Sadly, it never happened. Instead, Brando threw his talent away on material that was awful ("The Young Lions"), dreadful ("The Countess From Hong Kong") and prurient ("Last Tango in Paris"). Along the way Brando bumbled through a series of ill-advised marriages, fathered children he was emotionally ill-equipped to raise, and embraced the Black Panthers, the American Indian Movement and the plight of Pacific Islanders with lunatic sincerity.
"The Godfather" resurrected Brando's career, in no small part because of the supporting work of a generation of actors Brando helped create. Al Pacino, James Caan and Robert Duvall viewed their costar as a god, the man who remade acting and actors in his own brooding image. Brando's performance as Don Corleone was transcendent, as was his Col. Kurtz in "Apocalypse Now." But his odd behavior and outright laziness convinced even his most devoted acolytes that what lay behind the Method actor's genius was not method but madness.

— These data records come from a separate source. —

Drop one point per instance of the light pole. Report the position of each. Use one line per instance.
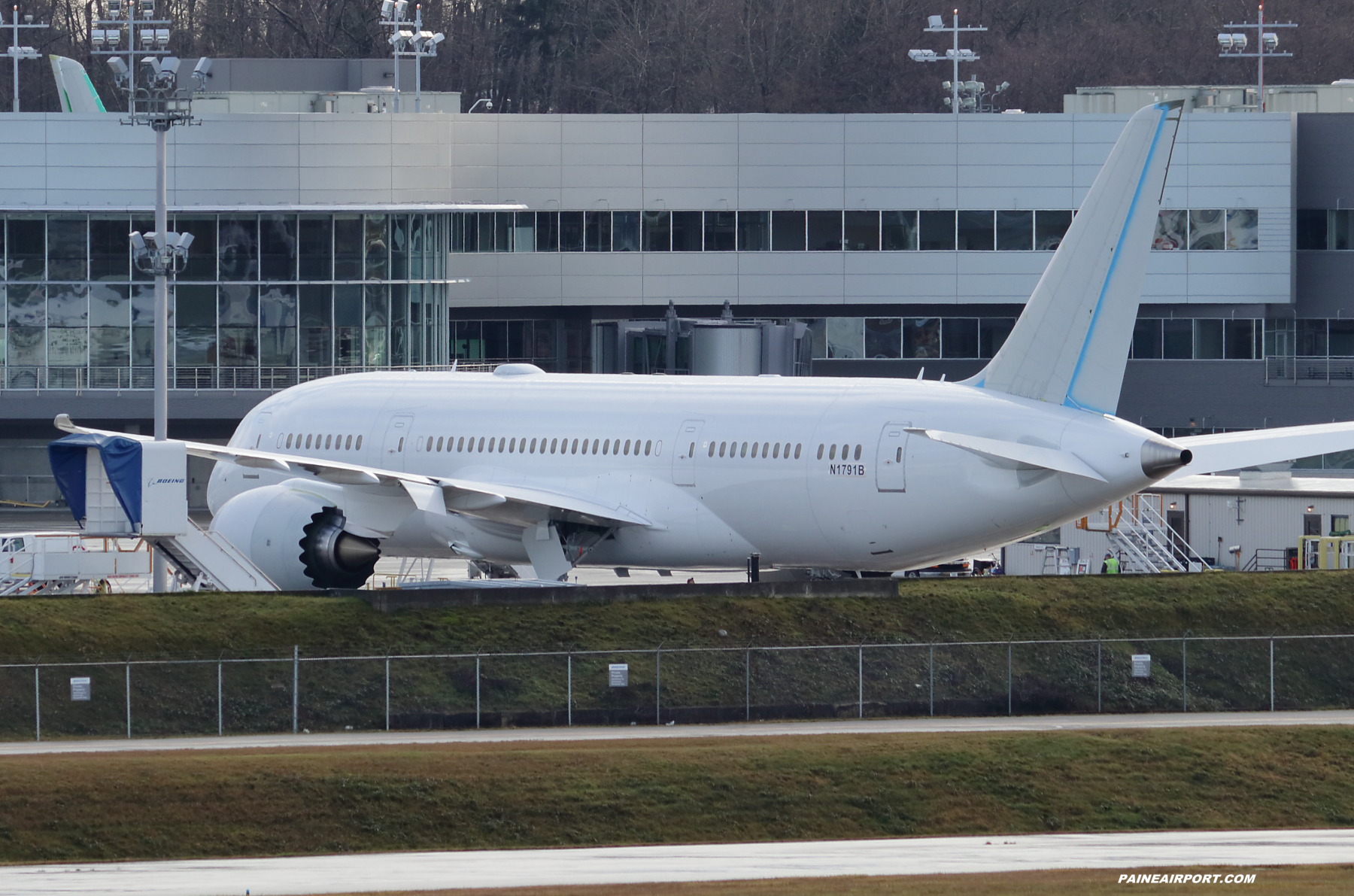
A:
(1266, 45)
(393, 17)
(976, 96)
(424, 47)
(159, 103)
(17, 52)
(954, 54)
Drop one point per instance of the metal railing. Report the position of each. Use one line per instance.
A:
(193, 378)
(1269, 560)
(668, 685)
(1288, 369)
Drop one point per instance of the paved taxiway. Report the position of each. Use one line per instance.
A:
(648, 733)
(653, 864)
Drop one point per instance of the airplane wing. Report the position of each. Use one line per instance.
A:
(435, 494)
(1232, 451)
(1015, 451)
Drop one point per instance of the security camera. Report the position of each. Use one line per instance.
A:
(120, 68)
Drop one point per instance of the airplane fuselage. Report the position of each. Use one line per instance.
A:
(803, 471)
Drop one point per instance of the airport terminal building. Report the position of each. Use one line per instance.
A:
(329, 242)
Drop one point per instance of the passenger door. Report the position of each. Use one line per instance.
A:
(891, 457)
(684, 457)
(263, 431)
(399, 435)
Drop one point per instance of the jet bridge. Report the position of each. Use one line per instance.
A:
(126, 487)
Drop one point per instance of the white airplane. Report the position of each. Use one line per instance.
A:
(521, 466)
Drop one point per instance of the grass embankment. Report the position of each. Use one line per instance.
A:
(925, 611)
(1322, 880)
(697, 687)
(484, 796)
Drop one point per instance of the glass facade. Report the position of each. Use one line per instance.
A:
(264, 302)
(758, 230)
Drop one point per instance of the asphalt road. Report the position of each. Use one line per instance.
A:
(648, 733)
(1215, 850)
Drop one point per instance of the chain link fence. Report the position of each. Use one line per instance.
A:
(669, 685)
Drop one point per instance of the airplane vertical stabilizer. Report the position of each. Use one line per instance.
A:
(74, 86)
(1071, 342)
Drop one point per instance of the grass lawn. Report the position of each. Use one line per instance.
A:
(924, 611)
(297, 800)
(1313, 880)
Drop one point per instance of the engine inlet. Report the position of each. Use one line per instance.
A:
(335, 558)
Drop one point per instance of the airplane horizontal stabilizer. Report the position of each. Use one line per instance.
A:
(1070, 344)
(1015, 452)
(1234, 451)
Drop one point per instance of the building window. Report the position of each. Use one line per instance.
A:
(788, 232)
(936, 230)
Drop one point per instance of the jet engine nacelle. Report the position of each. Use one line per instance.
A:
(297, 539)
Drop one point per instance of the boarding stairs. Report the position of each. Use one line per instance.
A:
(210, 563)
(1146, 542)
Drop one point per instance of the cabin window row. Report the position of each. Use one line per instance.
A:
(323, 442)
(845, 452)
(772, 450)
(502, 445)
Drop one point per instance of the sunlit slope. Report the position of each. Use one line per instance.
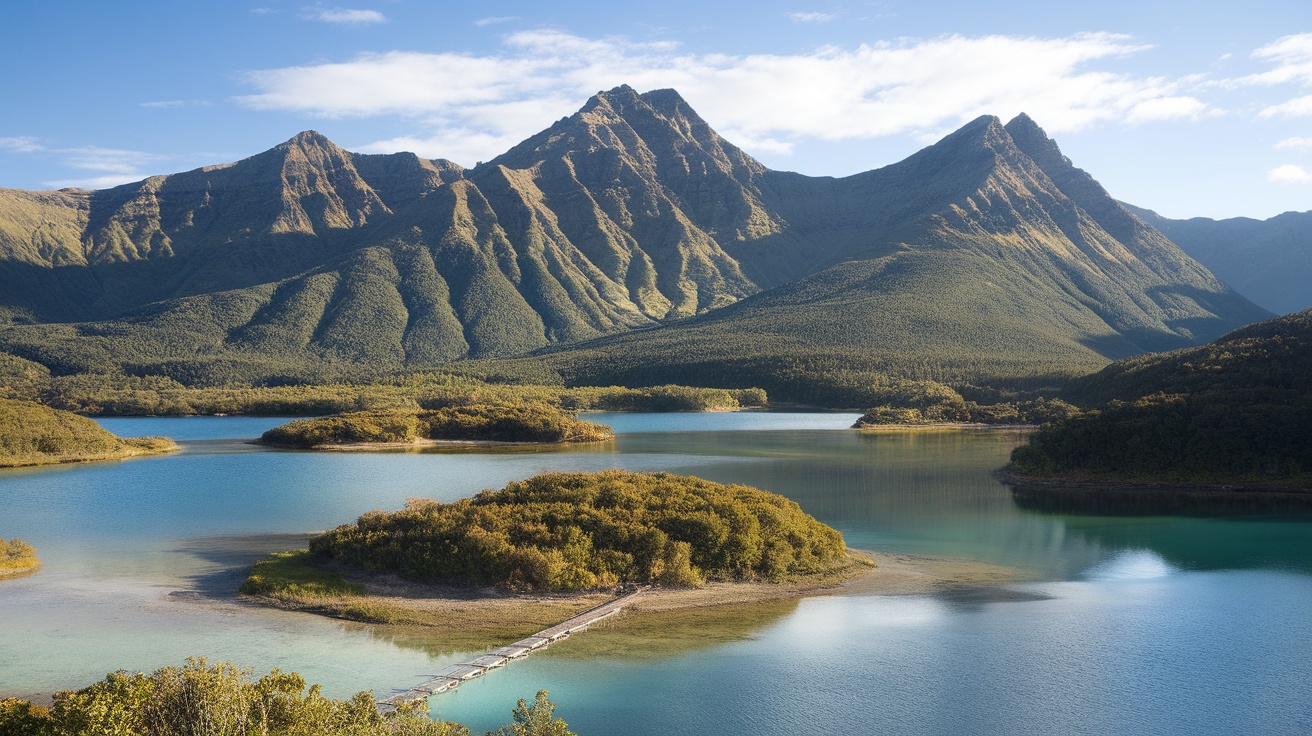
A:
(984, 255)
(978, 265)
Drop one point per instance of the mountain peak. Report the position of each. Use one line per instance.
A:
(1034, 141)
(308, 139)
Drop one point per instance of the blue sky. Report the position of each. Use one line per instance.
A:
(1191, 109)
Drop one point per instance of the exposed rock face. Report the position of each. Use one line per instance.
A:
(630, 213)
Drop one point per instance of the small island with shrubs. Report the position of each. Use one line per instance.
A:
(17, 558)
(434, 425)
(34, 434)
(518, 559)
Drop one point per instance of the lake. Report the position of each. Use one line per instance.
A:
(1126, 625)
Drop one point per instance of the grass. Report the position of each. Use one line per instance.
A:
(33, 434)
(294, 580)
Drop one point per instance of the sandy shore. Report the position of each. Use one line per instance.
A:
(940, 425)
(483, 615)
(20, 572)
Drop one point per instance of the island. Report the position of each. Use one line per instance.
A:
(17, 558)
(34, 434)
(483, 424)
(200, 697)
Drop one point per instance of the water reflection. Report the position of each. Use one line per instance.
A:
(1128, 627)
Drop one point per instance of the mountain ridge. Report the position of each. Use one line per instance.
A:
(633, 213)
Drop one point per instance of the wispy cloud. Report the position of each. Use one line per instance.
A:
(1296, 143)
(1291, 61)
(104, 167)
(495, 20)
(812, 17)
(1289, 173)
(911, 87)
(175, 104)
(1296, 108)
(21, 144)
(345, 16)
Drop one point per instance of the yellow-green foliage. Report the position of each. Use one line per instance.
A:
(576, 531)
(131, 395)
(1038, 411)
(215, 699)
(289, 575)
(1233, 411)
(36, 434)
(504, 423)
(17, 554)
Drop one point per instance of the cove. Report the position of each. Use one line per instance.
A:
(1127, 625)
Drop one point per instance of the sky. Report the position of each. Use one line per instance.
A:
(1191, 109)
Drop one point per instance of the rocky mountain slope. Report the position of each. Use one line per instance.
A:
(1269, 261)
(631, 228)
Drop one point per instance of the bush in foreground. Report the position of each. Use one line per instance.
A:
(17, 555)
(580, 531)
(221, 699)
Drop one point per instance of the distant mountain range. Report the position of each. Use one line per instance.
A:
(629, 232)
(1269, 261)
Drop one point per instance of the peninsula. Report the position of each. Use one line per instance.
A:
(403, 428)
(34, 434)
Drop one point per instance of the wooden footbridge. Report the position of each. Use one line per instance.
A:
(480, 665)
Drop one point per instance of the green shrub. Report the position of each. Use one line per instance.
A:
(576, 531)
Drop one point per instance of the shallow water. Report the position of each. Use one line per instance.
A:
(1132, 625)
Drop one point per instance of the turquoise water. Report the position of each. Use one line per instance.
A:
(1131, 625)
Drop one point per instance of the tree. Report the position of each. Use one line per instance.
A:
(535, 720)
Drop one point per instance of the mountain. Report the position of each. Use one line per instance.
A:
(1269, 261)
(984, 257)
(630, 230)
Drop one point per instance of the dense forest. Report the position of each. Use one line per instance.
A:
(500, 423)
(33, 434)
(579, 531)
(152, 395)
(221, 699)
(1233, 411)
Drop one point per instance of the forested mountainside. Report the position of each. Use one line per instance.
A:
(1230, 412)
(1268, 261)
(631, 224)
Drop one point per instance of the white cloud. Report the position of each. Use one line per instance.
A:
(1296, 108)
(345, 16)
(175, 104)
(1295, 143)
(911, 87)
(1169, 109)
(812, 17)
(21, 144)
(1291, 57)
(1289, 173)
(495, 20)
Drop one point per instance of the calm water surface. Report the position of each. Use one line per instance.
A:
(1130, 625)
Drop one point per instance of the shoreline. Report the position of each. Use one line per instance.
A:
(938, 425)
(139, 450)
(412, 445)
(490, 614)
(1009, 475)
(20, 572)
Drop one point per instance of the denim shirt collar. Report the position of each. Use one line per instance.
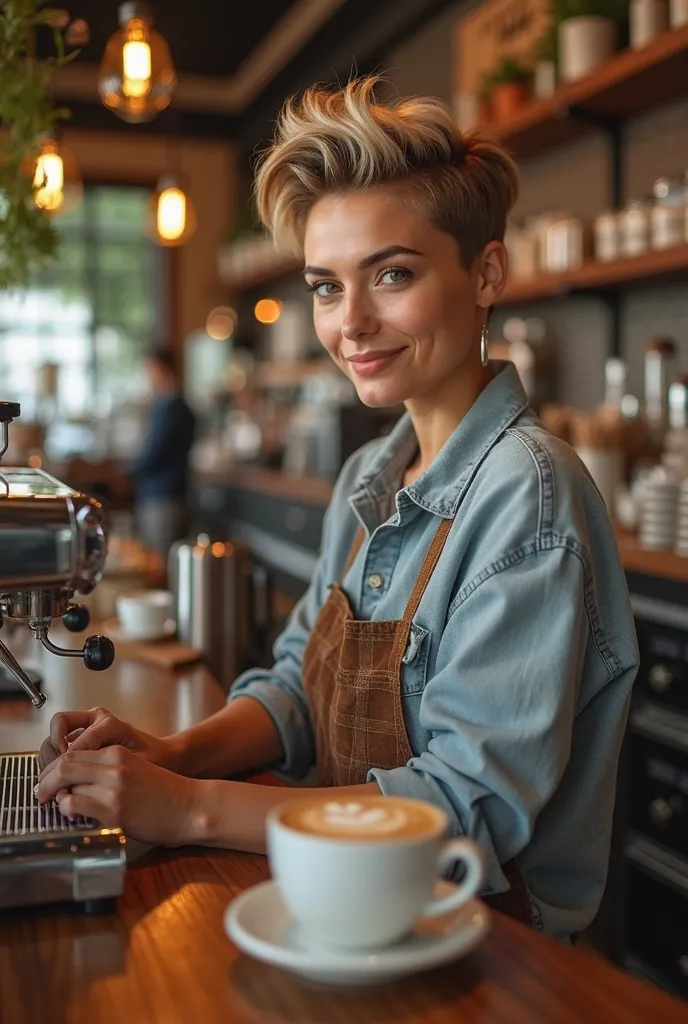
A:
(441, 486)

Kanfer argues persuasively that it was mental illness rather than character flaws that bedeviled Brando. The product of a miserably dysfunctional Omaha, Neb., family, Brando was a hostile youth, "burning insects, slashing tires" and killing birds. A man of limited intelligence but enormous sensitivity and emotional need, Brando was ill-suited for the rough-and-tumble of celebrity and show business. Indeed, Kanfer makes a strong case that Brando's decamping to an island in the South Seas was more an attempt to forswear his profession than a search for Nirvana.
In the end, the most Kanfer can decipher is that Brando thought long and hard about Brando, yet not even Brando could solve the mystery of his own talent. And because he could not understand it or summon it at will, or always know where and how to use it, Brando distrusted and abused it.
They have a name for great actors who can summon their craft with technical expertise without destroying themselves or those around them. The term is "British." If only Brando had taken Gielgud up on his offer, the world of acting might have been more complete.